Mahan Lecture: Untold Stories of the Enslaved

Posted on March 8, 2017
Joy Washington

Dr. Erica DunbarDr. Erica Armstrong Dunbar As a young girl, Dr. Erica Armstrong Dunbar discovered she loves a good story. Today, she is considered one of the leading historians of her generation on the history of African-American women in 18th and 19th century America. For this year’s Mahan Lecture at the University of South Alabama, she will speak on “The Founding of a Nation Through the Eyes of the Enslaved: The Life of Ona Judge,” at 7 p.m., March 13, at the Laidlaw Performing Arts Center Recital Hall. The event is free and open to the public.

Dunbar, the Charles and Mary Beard Professor of History at Rutgers University, will share and discuss details from her latest book, “Never Caught: The Washingtons' Relentless Pursuit of Their Runaway Slave, Ona Judge.”

“I have always loved reading. It gave me the opportunity to go places in my mind as a child. While in college, I was exposed to African-American history for the first time,” Dunbar said. “I am a historian because I want to learn and translate history in order to improve the present and future. This story of Ona Judge reminds us there’s always a chance to improve one’s life.”

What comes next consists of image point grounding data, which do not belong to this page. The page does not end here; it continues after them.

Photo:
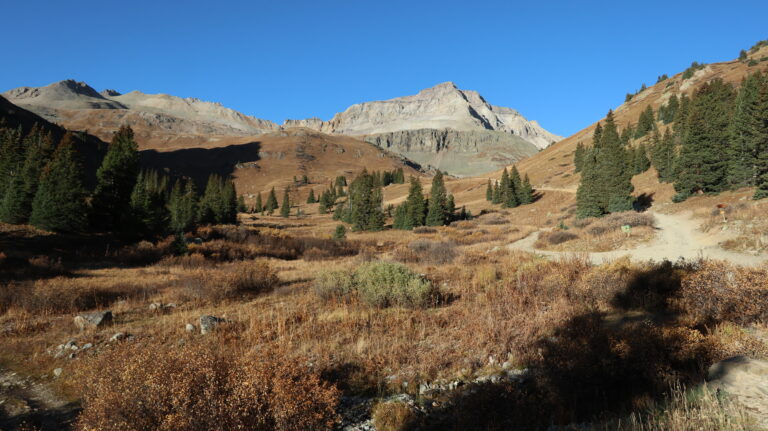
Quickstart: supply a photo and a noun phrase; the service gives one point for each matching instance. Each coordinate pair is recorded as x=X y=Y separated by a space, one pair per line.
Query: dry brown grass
x=195 y=388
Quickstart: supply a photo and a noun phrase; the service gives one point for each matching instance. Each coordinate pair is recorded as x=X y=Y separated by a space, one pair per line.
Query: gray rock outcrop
x=96 y=319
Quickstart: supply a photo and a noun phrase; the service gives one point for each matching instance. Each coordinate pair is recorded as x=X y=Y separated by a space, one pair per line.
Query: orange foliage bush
x=193 y=388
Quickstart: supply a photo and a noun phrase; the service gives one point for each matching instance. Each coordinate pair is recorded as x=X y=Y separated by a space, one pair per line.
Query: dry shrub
x=424 y=230
x=66 y=295
x=333 y=285
x=393 y=416
x=196 y=388
x=554 y=238
x=233 y=281
x=421 y=250
x=190 y=261
x=720 y=292
x=614 y=222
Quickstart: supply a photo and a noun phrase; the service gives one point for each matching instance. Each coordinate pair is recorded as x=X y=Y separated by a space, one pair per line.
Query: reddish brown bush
x=193 y=388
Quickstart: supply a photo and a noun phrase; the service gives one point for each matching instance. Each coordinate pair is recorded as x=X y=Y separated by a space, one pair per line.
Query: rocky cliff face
x=460 y=153
x=56 y=102
x=443 y=106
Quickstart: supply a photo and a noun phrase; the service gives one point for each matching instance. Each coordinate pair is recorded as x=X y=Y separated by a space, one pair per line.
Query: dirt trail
x=678 y=237
x=24 y=400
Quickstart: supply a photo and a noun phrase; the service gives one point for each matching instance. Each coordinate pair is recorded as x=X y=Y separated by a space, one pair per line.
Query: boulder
x=96 y=319
x=209 y=323
x=746 y=380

Dunbar wanted to specifically tell the stories of black women in the urban north. While she was conducting research in graduate school, she came across a 1796 advertisement in a newspaper where President George Washington and his wife, Martha, were seeking to have their runaway slave, Ona Judge, returned. Judge risked her life, but remained free with the help of other free blacks and abolitionists.

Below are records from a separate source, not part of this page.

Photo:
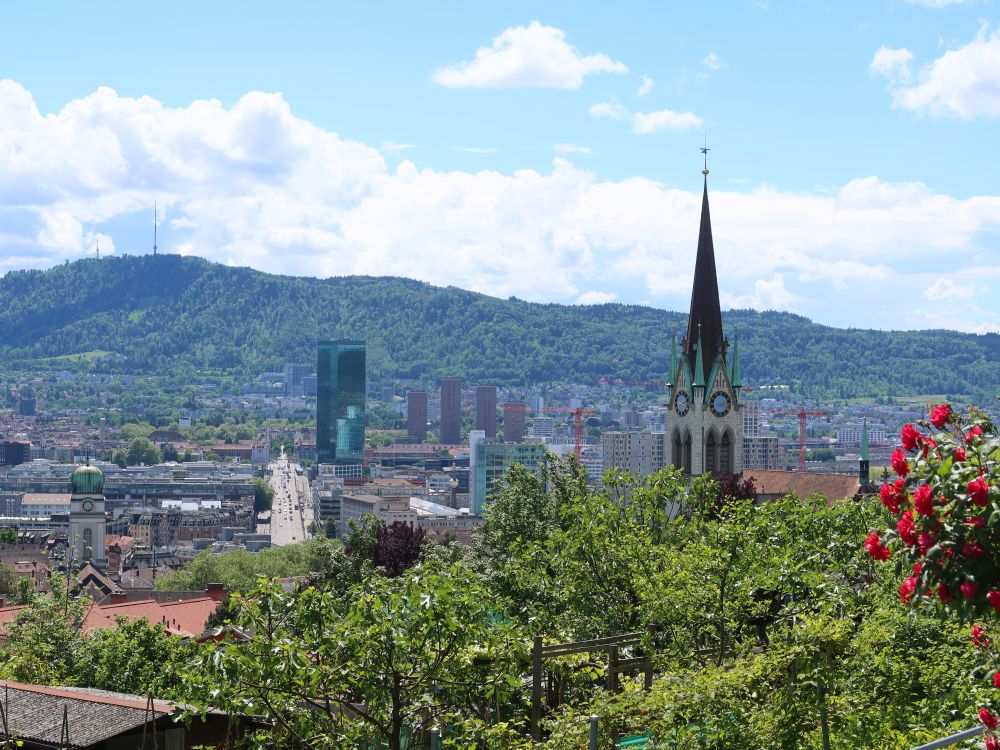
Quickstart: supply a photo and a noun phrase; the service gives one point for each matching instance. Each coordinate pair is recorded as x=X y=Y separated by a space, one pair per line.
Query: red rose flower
x=978 y=491
x=940 y=414
x=889 y=498
x=988 y=719
x=910 y=437
x=972 y=549
x=905 y=528
x=923 y=501
x=994 y=599
x=907 y=589
x=899 y=464
x=927 y=445
x=944 y=594
x=978 y=639
x=925 y=541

"Dr. Dunbar is one of the premier scholars of her generation.  ‘Never Caught’ is a testament to this.  For far too long, enslaved African and African-American women have not been the focus of slavery scholarship until more recently,” Dr. Martha Jane Brazy, associate professor of history at South, explained. “Some of the most exciting scholarship in this field is that which illuminates the lives of enslaved women and Dr. Dunbar's book leads the way while also shedding new light on the rhetoric of liberty and the reality of enslavement in early America." 

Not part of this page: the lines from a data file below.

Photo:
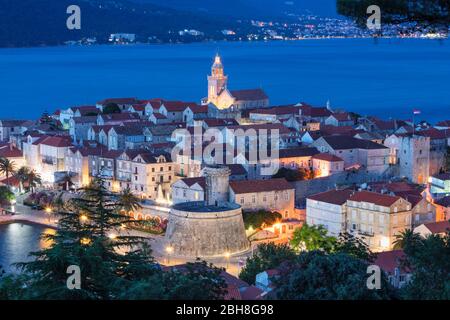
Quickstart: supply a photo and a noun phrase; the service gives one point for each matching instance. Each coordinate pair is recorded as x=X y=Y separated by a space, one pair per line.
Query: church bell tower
x=217 y=81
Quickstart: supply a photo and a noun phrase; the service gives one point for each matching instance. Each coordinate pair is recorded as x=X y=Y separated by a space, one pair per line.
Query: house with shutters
x=370 y=156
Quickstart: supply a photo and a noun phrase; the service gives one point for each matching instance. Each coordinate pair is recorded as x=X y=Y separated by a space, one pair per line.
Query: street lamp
x=169 y=250
x=48 y=211
x=112 y=236
x=227 y=257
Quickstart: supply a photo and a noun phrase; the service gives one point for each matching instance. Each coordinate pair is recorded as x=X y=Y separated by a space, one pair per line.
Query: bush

Dunbar earned her bachelor’s degree from the University of Pennsylvania, where she majored in history and African-American Studies, and her Ph.D. in American history from Columbia University. She has written numerous books, articles, op-ed pieces and monographs. “Never Caught” was named as a non-fiction finalist for the National Book Award.

Dunbar is noted for making history in 2011 by becoming the inaugural director of the Program in African-American History at the Library Company of Philadelphia, the nation’s first library and one of its oldest cultural institutions.

“I wanted to change the outlook of American history and add a more diverse viewpoint,” Dunbar noted. “I believe scholarship can drive social movements.”

USA’s Mahan Lecture is named after Dr. Howard F. Mahan, the founder of the department of history in the College of Arts and Sciences. With the generous support of the University of South Alabama Foundation, the department of history has established an annual lecture in honor of Professor Mahan’s enduring contributions to his students, colleagues, community and state.